詳細を伝えることは禁じられているが、もしかしたらそのペンダントがレオナルドを救うことが出来るかもしれないとその神官は伯爵に告げた。

そしてまずは現状を確認するためにも是非レオナルドにあわせてほしいと頼まれた伯爵は、藁にも縋る気持ちでその神官をレオナルドのいる部屋へ通した。

横たわるレオナルドを目の前にした神官はレオナルドの様子を確認した後、聖女の残したとされるペンダントをおもむろに箱から取り出した。

ペンダントをレオナルドの体に向けて掲げ祈りを捧げる神官を、伯爵はただ見守るしかなかった。

部屋の中が神官によって紡がれる祈りの声で溢れ、ペンダントが一瞬の強い光を放ったそのすぐ後、レオナルドの意識がゆっくりと覚醒していった。

目覚めたレオナルドはしばらく朦朧としていた。

徐々に正気に戻っていったレオナルドは、リズリーと出会ってからの己の行動を思い出し嫌悪し、不快感で何度も嘔吐した。。
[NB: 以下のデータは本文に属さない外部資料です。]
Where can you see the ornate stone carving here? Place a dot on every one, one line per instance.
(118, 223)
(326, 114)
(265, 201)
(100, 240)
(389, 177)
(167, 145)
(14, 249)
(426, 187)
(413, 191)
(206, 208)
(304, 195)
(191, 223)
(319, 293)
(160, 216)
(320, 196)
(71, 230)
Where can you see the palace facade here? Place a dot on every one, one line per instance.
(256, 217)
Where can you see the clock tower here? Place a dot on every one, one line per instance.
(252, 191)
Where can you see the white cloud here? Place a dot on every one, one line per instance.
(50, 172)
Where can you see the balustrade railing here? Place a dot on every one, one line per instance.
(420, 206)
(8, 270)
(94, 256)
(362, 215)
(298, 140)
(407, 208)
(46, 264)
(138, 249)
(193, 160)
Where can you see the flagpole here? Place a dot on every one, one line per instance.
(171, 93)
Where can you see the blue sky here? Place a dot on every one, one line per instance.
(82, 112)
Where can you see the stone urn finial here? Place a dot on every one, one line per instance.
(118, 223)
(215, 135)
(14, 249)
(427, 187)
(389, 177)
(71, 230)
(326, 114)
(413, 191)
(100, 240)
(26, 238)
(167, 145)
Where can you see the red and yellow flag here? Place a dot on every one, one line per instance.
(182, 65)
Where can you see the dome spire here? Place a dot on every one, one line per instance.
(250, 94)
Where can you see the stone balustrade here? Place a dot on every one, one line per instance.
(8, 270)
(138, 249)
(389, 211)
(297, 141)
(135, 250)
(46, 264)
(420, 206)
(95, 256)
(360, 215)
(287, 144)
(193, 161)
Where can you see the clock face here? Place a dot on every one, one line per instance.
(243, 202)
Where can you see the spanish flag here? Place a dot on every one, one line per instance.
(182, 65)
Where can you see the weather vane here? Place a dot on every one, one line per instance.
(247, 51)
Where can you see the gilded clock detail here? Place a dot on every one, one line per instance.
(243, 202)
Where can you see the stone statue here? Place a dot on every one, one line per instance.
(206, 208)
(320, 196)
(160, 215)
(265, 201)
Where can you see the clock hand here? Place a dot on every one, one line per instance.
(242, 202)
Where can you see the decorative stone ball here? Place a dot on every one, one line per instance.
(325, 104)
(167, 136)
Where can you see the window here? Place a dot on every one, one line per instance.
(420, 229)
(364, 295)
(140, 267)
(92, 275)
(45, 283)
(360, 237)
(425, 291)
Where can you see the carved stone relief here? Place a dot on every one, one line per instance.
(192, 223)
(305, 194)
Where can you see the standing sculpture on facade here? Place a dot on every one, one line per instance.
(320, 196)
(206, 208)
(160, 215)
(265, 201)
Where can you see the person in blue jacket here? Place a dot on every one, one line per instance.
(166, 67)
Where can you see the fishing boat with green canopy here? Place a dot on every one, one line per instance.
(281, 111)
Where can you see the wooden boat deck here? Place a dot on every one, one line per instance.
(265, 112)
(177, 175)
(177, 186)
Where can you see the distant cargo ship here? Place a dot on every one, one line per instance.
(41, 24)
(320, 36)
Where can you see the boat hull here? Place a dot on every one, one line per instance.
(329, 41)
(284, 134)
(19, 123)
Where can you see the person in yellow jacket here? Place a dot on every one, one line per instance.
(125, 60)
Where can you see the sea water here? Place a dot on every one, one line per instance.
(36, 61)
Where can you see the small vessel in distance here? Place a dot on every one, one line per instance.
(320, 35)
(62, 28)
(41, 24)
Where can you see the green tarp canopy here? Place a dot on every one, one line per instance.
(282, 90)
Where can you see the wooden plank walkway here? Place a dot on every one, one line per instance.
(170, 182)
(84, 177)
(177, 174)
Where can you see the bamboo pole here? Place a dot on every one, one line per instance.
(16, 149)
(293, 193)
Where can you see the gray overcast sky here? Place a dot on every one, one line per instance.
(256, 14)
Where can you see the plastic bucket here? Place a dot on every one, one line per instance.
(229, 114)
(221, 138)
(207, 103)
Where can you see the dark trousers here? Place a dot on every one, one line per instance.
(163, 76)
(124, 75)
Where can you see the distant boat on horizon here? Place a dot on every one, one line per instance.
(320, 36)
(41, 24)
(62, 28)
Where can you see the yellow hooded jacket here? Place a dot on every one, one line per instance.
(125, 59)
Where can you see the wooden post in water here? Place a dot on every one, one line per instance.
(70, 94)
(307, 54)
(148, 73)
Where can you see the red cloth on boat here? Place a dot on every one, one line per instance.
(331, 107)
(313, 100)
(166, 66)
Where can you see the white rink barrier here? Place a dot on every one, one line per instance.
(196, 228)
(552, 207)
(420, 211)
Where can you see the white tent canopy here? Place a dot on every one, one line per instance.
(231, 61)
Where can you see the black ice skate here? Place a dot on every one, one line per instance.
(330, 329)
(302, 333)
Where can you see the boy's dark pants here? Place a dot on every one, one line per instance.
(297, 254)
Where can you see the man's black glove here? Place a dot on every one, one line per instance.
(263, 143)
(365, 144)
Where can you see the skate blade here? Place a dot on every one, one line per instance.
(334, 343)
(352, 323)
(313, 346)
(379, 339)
なぜ、愛する妻がいながらあのリズリーという女とそういう関係になってしまったのか…。

次の日、どうにか動けるようになったレオナルドはどうしてもアイシャのところへ行かなければと切羽詰まったように駆けだそうとした。
レオナルドの父と兄がどうにかそれを抑えようとしたが、その制止を振り切ったレオナルドは屋敷を飛び出しアイシャの元へ向かった。

レオナルドの兄のジャックはすぐに弟の後を追いかけたが、追いついた時には時すでに遅く、アイシャの兄であるハンクの絶対零度ともいえる視線をレオナルドが受けているときだった。

「ハンク、心から謝る。申し訳なかった。どうにかしていたんだ。お願いだ、アイシャにあわせてくれ。」
「謝る?申し訳なかった?どうにかしてた?それでお前がアイシャにしたことが許されると思っているのか…?よくものこのこと、ここにこれたものだな。恥知らずめ。」

「俺が愛しているのはアイシャだけで物心つく前から妻にすると決めていたんだ。それなのに…。頭の中を強い霧のようなもので覆われてたきがする。悪夢をずっと見ていたとしかいいようがないんだ。信じてもらえないだろうがお願いだ、ハンク。アイシャに会わせてくれ!」

「何をわけのわからないことをほざいてるんだお前は。信じられるかそんな話。アイシャには会わせない。帰ってくれ。」
「待ってくれ!お願いだ!アイシャに会わせてくれっ!」

アイシャに会うためにハンクに必死に取りすがる弟を目の当たりにしたジャックはただその場に立ち尽くした。

悲観に暮れる弟をそのままにするわけにもいかず、抱き起して立ち去ろうとしたその時扉が開いてそこからレオナルドが焦がれていた大切な存在が現れた。